Kayyum tehlikesi geçti mi?
Peki kayyum tehlikesi tamamen atlatıldı mı?
Bu sorunun yanıtı siyaset bilimcilere göre normalde "evet" olmalı. Ancak çoğu kararın siyasi olarak alındığına dikkati çeken siyaset bilimciler, bu konuda net konuşmanın zor olduğunu belirtiyor.
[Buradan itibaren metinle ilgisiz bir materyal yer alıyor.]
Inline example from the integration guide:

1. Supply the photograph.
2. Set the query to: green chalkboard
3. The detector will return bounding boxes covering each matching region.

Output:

Övgün, hukuki olarak kayyum riskinin normal şartlar altında ortadan kalkmış olduğunu söyleyerek bunu şöyle açıklıyor:
"Önceki kurultayda Özel ile Kılıçdaroğlu'na oy veren delegeler arasındaki farkın azlığının ortaya çıkarttığı dedikodular vardı ve parti içinden belli isimler de buna sebebiyet verdi. Aynı zamanda İstanbul kurultayı ve oradan gelen delegelerle sürecin değiştiği de iddia ediliyordu. Şimdi bu tamamen ortadan kalktı. CHP tarihinde Atatürk ve İnönü dönemleri dışında ilk kez bir kurultayda bir lider geçerli oyların tamamını aldı."
Tosun da İstanbul delegelerinden yine benzer bir oy oranının hatta daha yükseğinin çıkmasının önemli olduğunu söylerken, dönemin anormal şartlarına ise şöyle işaret ediyor:
"Siyasal iktidarın gerek siyasal muhalefete gerekse toplumsal muhalefete bakışı ve onları köşeye sıkıştırma stratejisi dikkate alındığında Türkiye'de siyasi partiler rejiminin demokratik süreç içinde özellikle muhalefet açısından işlemediğini görüyoruz. Kayyum olur mu olmaz mı tartışmasına net bir yanıt vermek mümkün değil. Ama bu noktadan sonra böyle bir olasılık gerçekleşir ise bunu Türkiye'de siyasal parti rejiminin çöküşü olarak okumak gerekir."
Kılıçdaroğlu ekibi tasfiye oldu
Kurultayın en önemli sonuçlarından birisi Özgür Özel'in 52 kişilik anahtar listesinin tamamının yönetime seçilmesi oldu.
Kurultayda Özel'in anahtar listesinin yanı sıra eski Genel Başkan Kemal Kılıçdaroğlu'na yakın isimlerden Oğuz Kaan Salıcı'nın hazırladığı "Denge ve dayanışma listesi" ile Elazığ Milletvekili Gürsel Erol'un hazırladığı "Ortak akıl, ortak vicdan" adlı listeler de yarışa girmişti.
Özel'in anahtar listesi tam kadro PM'ye girmeyi başarırken, Kılıçdaroğlu'na yakın isimlerin ise bunu başaramadığı görüldü. 2023 Kasım'ındaki kurultayda Özel genel başkanlığa seçilirken, yine Salıcı'nın hazırladığı listeden dokuz isim Özel'in listesini delerek PM'ye girmeyi başarmıştı. Ancak bu sefer Kılıçdaroğlu'na yakın hiçbir isim PM'ye girmeyi başaramadı.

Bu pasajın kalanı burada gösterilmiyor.